Specifically, the Justice for Black Farmers Act will:

  • End Discrimination within USDA: Creates an independent civil rights oversight board to review appeals of civil rights complaints filed against USDA, investigate reports of discrimination within USDA, and provide oversight of Farm Service Agency County Committees. The Act also creates an Equity Commission and reforms the USDA Office of Civil Rights, including by placing a moratorium on foreclosures during the pendency of civil rights complaints.
  • Protect Remaining Black Farmers from Land Loss: Increases funding for the Heirs' Property Relending Program at USDA to provide Black Farmers pro bono assistance, succession planning, and support for development of farmer cooperatives.

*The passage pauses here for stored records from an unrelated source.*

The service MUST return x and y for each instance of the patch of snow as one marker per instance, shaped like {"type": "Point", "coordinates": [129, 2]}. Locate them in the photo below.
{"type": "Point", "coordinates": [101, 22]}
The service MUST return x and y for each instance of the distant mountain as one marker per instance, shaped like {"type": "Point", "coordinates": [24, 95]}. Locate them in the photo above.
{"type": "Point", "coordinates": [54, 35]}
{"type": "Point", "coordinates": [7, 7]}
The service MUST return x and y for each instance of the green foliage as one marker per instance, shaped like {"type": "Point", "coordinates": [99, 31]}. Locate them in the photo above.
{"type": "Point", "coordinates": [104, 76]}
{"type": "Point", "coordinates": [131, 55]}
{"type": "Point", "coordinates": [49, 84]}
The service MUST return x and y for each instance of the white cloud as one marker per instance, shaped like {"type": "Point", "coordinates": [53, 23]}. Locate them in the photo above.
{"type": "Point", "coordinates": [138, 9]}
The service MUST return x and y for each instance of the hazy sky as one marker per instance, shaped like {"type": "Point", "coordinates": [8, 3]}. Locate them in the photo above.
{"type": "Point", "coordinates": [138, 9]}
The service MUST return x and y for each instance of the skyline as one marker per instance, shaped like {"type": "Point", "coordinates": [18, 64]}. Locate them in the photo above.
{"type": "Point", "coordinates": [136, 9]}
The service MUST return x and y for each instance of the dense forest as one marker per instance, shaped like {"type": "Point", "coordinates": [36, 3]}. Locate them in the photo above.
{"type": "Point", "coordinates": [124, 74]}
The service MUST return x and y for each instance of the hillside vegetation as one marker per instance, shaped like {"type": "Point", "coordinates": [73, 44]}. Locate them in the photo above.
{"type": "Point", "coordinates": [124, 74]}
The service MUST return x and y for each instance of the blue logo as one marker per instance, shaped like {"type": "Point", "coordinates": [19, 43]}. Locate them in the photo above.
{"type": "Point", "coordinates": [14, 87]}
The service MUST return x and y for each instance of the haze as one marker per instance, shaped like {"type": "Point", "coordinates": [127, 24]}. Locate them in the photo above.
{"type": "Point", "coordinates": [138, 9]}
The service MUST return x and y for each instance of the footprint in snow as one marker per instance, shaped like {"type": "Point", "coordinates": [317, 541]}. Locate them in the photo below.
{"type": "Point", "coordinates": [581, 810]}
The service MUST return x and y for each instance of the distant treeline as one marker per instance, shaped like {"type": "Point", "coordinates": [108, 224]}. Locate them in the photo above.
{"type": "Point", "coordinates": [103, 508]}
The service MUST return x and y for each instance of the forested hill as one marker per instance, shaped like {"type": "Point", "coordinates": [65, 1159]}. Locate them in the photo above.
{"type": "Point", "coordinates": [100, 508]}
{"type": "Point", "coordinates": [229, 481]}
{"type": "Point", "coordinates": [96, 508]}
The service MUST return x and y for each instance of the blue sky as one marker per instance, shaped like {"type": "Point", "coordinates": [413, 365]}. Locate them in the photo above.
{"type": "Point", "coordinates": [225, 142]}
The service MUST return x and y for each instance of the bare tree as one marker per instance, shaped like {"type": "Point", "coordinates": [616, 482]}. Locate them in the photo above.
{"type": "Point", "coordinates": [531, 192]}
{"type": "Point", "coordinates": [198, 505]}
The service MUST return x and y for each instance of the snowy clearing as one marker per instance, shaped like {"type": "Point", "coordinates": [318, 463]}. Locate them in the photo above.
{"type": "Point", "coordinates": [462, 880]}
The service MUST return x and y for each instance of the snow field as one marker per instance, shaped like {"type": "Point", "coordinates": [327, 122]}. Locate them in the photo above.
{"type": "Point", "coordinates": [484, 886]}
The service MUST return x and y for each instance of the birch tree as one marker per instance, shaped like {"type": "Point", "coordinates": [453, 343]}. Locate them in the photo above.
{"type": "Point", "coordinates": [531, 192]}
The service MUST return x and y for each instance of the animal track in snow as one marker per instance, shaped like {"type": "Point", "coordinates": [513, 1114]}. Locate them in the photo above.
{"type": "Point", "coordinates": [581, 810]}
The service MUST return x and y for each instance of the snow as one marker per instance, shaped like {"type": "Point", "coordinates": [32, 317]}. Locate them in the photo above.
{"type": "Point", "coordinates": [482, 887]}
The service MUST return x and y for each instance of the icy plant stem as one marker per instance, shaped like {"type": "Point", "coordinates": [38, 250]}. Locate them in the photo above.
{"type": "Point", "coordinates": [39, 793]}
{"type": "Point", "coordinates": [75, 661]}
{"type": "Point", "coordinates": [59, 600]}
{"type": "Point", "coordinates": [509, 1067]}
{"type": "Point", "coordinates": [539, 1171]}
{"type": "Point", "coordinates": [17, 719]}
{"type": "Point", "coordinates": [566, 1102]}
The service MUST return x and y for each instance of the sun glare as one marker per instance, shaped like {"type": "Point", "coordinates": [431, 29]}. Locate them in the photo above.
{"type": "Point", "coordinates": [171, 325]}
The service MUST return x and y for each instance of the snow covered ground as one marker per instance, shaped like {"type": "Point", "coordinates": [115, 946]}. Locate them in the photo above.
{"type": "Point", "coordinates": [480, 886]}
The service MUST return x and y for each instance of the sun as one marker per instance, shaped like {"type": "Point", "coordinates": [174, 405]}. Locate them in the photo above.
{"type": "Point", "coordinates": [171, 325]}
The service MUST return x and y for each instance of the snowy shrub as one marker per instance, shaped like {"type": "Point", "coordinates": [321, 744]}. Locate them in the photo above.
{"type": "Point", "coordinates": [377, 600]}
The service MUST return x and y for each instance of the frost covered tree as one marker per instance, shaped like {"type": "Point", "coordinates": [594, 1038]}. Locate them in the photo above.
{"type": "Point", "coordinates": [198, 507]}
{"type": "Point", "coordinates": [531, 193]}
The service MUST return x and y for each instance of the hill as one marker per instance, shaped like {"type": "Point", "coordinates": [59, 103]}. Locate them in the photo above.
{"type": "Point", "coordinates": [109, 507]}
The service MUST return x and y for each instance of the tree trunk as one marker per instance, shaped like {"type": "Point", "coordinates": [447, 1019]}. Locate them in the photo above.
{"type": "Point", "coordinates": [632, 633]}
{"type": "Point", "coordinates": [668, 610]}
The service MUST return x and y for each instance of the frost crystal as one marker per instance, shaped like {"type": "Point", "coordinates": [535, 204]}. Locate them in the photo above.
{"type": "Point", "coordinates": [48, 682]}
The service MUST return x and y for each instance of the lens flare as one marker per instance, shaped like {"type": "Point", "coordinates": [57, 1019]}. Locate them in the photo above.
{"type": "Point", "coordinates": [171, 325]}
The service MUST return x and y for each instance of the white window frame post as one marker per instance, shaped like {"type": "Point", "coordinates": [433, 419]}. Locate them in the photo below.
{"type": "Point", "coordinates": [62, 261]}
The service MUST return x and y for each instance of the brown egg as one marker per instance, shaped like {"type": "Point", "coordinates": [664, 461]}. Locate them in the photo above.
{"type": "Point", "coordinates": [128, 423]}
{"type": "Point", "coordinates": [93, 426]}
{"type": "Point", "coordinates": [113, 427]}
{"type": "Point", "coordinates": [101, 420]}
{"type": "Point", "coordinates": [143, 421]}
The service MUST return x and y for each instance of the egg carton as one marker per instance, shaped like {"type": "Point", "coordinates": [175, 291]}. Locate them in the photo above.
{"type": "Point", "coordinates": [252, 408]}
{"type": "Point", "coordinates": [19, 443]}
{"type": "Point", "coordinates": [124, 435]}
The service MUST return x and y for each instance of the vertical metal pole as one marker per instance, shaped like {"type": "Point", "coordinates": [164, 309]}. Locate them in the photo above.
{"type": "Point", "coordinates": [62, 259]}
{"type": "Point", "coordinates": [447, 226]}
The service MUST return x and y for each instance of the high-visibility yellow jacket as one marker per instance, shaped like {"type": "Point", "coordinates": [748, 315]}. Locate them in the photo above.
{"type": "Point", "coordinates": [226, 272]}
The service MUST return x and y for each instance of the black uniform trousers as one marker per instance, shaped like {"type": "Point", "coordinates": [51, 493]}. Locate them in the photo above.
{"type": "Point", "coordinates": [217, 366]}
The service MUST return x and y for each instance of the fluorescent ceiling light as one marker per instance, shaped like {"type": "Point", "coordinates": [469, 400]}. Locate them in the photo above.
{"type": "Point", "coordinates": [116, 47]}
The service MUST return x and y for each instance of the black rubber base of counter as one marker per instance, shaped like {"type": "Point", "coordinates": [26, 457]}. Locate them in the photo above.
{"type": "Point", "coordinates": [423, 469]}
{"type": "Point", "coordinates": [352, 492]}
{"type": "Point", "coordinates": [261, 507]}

The Act also creates and funds a new bank to provide financing and grants to Black farmer and rancher cooperative financial institutions, and forgives USDA debt of Black farmers who filed claims in the Pigford litigation.
  • Restore the Land Base Lost by Black Farmers: Creates a new Equitable Land Access Service within USDA to acquire farmland and provide land grants of up to 160 acres to existing and aspiring Black farmers. To help ensure their success, these new Black farmers will be provided access to USDA operating loans and mortgages on favorable terms.
  • Create a Farm Conservation Corps: Creates a program for young adults from socially disadvantaged communities to be provided the skills to pursue careers in farming and ranching. Participants will be paid by USDA to serve as on-farm apprentices at no cost to socially disadvantaged, beginning, and organic farmers and ranchers with annual gross farm income of less than $250,000. Black participants who gain experience through this program will have priority for land grants.
  • Empower HBCUs and Advocates for Black farmers: Provides resources to 1890s and nonprofits who serve Black farmers to offer pro bono assistance in identifying land for USDA to purchase and provide as land grants; help to new Black farmers in getting up and running; technical training; and other assistance including succession planning and legal assistance. The Act also provides new funding to HBCUs to expand their agriculture research and courses of study.
  • Assist All Socially Disadvantaged Farmers and Ranchers: Increases funding for USDA technical assistance and for programs such as the Conservation Stewardship Program and Rural Energy for America Program, and gives priority for these programs, as well as increased access to capital, to all socially disadvantaged farmers and ranchers.
  • Enact System Reforms to Help All Farmers and Ranchers: In order for new and existing Black farmers to have a real chance to succeed and thrive, the Justice for Black Farmers Act substantially reforms and strengthens the Packers and Stockyards Act to stop abusive practices by big multinational meatpacking companies and protect all family farmers and ranchers.

Congresswoman Alma Adams represents North Carolina's 12th Congressional District (Charlotte) and serves as Vice Chair of the House Committee on Agriculture. Additionally, she serves on the House Financial Services Committee and the House Education & Labor Committee, where she serves as Chair of the Workforce Protections Subcommittee. In 2015, she founded the Adams Hunger Initiative to address food insecurity across Charlotte, Mecklenburg County, and the 12th Congressional District.